Tomó otro estimulante para calmarse. Por alguna razón se sentía más nervioso ahora que durante el enfrentamiento. Lamurk le había dirigido una mirada fría y airada cuando se despedían.
—Lo tendré a la vista —dijo Dors—. Tú disfruta de tu fama.
Esto era imposible para Hari, pero lo intentó. Rara vez veía tal variedad de personas, y se serenó adoptando un papel habitual: el de observador cortés. A fin de cuentas, la charla menuda no exigía mayor concentración. Una sonrisa cálida le bastaría.
La fiesta era un microcosmos de la sociedad de Trantor. En sus momentos libres Hari observó la interacción entre los estratos sociales.
El abuelo de Cleon había reinstaurado muchas tradiciones ruellianas, y una de ellas requería que los miembros de las cinco clases estuvieran presentes en toda función imperial de gala. Cleon parecía muy devoto de esta práctica, como si elevara su popularidad entre las masas. Hari optó por callar sus dudas.

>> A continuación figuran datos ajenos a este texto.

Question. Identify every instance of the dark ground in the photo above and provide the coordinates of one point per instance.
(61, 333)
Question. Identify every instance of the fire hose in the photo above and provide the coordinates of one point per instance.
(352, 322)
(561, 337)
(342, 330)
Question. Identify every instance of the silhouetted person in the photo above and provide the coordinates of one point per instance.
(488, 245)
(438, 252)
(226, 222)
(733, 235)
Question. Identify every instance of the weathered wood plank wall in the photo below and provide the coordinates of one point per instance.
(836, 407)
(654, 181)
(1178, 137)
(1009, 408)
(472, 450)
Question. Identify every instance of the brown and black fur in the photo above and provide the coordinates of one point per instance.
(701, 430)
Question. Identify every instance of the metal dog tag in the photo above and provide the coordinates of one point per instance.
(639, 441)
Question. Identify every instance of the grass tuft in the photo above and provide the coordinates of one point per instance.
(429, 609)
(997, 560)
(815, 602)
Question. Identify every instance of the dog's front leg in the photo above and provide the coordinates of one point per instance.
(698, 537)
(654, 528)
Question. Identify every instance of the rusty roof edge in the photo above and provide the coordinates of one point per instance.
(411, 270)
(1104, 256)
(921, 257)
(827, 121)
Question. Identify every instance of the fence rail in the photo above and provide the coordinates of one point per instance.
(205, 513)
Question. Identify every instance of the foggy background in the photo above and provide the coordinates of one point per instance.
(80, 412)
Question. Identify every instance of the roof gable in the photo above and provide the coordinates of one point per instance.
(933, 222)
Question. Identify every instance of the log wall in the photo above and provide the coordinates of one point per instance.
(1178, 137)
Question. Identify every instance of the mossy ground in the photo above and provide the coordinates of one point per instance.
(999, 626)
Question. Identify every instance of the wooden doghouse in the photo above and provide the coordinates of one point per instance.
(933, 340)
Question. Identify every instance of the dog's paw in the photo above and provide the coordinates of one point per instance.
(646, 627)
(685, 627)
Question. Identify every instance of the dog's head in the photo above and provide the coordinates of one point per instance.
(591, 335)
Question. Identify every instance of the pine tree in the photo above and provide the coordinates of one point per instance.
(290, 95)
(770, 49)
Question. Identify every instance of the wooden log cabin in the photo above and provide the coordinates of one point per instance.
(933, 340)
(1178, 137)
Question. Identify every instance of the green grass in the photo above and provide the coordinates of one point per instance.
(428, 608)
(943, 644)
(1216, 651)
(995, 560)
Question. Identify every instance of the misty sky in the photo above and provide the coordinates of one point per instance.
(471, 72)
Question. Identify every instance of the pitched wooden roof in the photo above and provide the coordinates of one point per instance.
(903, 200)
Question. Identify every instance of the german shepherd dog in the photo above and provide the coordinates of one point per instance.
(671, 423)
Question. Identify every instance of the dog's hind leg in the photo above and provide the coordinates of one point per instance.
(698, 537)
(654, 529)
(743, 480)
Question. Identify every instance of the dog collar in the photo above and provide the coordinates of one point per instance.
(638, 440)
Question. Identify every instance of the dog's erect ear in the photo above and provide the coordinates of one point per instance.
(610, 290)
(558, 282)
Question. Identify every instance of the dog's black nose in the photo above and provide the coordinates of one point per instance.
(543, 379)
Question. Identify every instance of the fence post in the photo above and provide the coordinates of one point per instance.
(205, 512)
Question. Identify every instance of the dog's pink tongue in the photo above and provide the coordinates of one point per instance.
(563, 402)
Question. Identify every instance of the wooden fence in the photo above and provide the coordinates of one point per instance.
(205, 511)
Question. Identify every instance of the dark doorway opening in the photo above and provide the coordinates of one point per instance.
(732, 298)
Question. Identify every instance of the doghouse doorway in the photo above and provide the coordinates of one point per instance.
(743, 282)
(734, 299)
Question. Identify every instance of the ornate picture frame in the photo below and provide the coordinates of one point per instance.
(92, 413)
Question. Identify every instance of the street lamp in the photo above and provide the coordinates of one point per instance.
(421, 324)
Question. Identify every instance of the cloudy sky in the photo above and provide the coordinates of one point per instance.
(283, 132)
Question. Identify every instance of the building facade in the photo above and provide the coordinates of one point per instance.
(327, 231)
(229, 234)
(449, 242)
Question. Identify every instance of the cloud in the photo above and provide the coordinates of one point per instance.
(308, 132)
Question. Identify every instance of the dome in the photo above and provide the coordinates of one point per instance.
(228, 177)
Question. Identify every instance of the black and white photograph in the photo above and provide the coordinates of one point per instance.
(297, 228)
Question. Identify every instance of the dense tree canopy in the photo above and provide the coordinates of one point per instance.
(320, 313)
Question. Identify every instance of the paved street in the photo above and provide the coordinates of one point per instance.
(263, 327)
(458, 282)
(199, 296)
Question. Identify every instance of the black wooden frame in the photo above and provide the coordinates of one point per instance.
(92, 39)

Ante todo venía la aristocracia hereditaria. Cleon mismo estaba en el ápice de una pirámide jerárquica que descendía desde el trono imperial hasta poderosos duques de cuadrantes y príncipes del brazo en espiral, pasando por los pares vitalicios, hasta llegar a los barones locales que Hari conocía en Helicon.
Trabajando en los campos, los había visto sobrevolar altivamente sus posesiones. Gobernaban dominios no mayores de lo que un deslizador podía cruzar en un día. Para un miembro de la nobleza, la vida se centraba en el gran juego, una campaña incesante para promover la fortuna de su linaje, logrando un mayor status para su familia a través de alianzas políticas o matrimonios para sus muchos hijos.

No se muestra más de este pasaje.